In his recent contribution to ETF.com, Larry Swedroe discusses the results of a recent study suggesting that investors can exploit the varied performance of Factors across business cycles. He concludes though, that "there doesn’t seem to be enough convincing evidence that a style-timing strategy can be expected to be profitable going forward". 

The recent study “Fama-French Factors and Business Cycles” examines the behavior of six Fama-French factors—market beta (MKT), size (SMB), value (HML), momentum (MOM), investment (CMA) and profitability (RMW)—across business cycles, splitting the business cycles into four separate stages: recession, early-stage recovery, late-stage recovery and very-late-stage recovery.

"Based on these findings, the authors concluded there are differences in returns across each of the economic stages, as well as around yield curve inversions, and that factors perform differently in each stage. Additionally, because of the predictive power of the yield curve, investors can exploit those differences."
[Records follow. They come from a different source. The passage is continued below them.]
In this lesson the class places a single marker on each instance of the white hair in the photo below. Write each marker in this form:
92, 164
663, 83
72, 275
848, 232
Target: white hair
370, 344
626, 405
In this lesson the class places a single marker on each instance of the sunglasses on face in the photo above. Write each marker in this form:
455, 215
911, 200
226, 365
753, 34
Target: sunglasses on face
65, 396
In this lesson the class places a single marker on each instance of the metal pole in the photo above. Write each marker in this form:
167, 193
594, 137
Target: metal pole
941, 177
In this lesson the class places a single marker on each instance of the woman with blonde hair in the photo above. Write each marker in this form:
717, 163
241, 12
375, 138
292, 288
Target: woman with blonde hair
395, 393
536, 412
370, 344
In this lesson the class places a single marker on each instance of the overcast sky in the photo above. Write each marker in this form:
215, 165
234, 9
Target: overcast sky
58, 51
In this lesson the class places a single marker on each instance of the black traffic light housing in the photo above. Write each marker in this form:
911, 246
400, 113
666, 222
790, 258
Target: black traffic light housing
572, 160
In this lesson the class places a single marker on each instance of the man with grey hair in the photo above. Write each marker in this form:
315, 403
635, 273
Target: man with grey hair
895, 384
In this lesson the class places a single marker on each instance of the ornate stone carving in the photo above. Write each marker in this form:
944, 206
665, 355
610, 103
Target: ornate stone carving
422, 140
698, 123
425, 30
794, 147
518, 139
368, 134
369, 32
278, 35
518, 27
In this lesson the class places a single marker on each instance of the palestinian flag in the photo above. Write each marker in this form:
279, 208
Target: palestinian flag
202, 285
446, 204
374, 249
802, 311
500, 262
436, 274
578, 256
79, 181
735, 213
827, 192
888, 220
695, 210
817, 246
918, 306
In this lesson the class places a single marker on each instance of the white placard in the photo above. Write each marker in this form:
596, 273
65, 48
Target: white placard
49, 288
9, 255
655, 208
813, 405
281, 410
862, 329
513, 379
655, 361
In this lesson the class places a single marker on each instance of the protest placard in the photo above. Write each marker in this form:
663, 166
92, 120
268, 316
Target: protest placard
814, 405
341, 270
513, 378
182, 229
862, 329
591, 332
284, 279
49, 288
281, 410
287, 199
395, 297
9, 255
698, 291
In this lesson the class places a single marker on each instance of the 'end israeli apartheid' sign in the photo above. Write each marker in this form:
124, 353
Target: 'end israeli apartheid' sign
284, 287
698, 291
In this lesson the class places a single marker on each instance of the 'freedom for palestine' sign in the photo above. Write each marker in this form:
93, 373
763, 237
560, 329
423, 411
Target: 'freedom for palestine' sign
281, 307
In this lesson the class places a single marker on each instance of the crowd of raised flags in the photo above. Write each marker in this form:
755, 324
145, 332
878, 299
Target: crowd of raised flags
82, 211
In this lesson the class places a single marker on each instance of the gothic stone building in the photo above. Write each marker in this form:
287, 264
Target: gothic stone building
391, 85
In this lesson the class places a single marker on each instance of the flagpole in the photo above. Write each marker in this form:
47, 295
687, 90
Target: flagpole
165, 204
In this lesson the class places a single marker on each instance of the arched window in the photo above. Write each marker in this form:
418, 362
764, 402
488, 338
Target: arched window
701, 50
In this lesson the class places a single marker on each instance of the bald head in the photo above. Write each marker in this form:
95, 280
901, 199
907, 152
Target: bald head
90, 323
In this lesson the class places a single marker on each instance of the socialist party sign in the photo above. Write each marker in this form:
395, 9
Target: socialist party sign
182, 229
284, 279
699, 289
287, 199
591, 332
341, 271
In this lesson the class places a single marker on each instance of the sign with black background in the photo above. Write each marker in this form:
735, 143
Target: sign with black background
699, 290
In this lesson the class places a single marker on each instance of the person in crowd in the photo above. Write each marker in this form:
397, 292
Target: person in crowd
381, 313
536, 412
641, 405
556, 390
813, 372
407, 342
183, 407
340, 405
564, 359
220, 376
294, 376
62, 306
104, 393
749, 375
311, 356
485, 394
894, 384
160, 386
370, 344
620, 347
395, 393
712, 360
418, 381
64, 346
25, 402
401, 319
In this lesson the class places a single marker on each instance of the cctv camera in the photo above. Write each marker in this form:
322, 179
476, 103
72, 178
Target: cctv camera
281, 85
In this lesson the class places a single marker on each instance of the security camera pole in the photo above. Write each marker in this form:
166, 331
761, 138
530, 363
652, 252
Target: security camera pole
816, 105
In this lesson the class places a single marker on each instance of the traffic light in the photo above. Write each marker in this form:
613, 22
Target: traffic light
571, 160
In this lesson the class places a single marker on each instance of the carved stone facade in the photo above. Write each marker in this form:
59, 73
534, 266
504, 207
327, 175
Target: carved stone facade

Despite the authors' conclusions, Larry highlights a number of considerations that call into question the ability of investors to successfully implement such strategies. He concludes that "The bottom line is that the most prudent strategy is for investors to build portfolios that are strategically (as opposed to tactically) diversified across factors that show persistence in their premiums, have low correlation to other factors, are pervasive around the globe and across asset classes, have intuitive reasons to believe the premiums should persist (whether behavioral-based or risk-based) and are implementable (meaning they survive transaction costs).